The Arlington-based orthopedic medical device maker reported net income of $4.6 million, or $0.12 per diluted share, compared to net income of $3.6 million or $0.09 per diluted share in the first quarter of 2011.
But Q1 net income included after-tax effects of $2.9 million of expenses associated with the company’s deferred prosecution agreement; $2.4 million of non-cash, stock-based compensation expense; and $0.9 million of charges associated with the company’s previously announced cost restructuring plan.
The company reported its $126.7 million in net sales during the first quarter represented a 6 percent decrease compared to Q1 2011, the result of previously announced distributor changes and challenges associated with enhancements to the company’s compliance processes.

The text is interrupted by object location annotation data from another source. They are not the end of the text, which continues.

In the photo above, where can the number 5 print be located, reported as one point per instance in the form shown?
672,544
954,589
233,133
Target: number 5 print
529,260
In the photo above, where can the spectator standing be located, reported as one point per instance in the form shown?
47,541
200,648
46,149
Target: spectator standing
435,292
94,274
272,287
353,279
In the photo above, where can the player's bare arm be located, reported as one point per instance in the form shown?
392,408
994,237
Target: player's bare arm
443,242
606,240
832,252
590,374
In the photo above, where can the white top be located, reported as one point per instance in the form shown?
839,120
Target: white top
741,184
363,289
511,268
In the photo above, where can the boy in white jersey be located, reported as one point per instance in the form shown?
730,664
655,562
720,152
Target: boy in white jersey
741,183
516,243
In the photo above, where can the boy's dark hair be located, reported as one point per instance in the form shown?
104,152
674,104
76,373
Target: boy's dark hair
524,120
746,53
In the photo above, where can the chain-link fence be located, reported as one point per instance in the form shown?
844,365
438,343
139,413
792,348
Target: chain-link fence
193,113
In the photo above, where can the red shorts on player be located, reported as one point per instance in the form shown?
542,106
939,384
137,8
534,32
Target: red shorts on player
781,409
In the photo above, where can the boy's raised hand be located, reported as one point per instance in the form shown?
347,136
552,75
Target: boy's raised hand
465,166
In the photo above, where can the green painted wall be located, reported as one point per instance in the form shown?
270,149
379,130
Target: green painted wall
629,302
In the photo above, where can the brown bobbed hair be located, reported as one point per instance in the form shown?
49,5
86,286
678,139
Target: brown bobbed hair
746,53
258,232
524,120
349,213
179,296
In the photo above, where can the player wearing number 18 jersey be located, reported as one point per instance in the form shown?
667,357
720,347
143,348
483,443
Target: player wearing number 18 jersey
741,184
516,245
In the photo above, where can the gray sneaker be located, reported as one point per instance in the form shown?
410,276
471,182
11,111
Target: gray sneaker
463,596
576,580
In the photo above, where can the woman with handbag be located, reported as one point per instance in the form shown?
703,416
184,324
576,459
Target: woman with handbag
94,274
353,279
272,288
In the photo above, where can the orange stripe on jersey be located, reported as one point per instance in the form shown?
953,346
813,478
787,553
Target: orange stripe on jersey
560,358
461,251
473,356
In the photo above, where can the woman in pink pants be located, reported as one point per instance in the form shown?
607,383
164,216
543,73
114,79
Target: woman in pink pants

Wright Medical president and CEO Robert Palmisano said that, for the period ended March 31, the company “made significant progress on implementing the important changes that we outlined on our last earnings call to transform our business and deliver significant shareholder return. Specifically, we delivered a solid start to 2012 with our first quarter results.”
Wright Medical reported its Q1 foot and ankle net sales grew 11 percent globally and 9 percent domestically. Growth factors included new product launches, increased medical education programs, and strong performance in international business.
Palmisano said a top priority for Wright Medical is to generate cash, and the company saw a strong, free cash flow performance in Q1.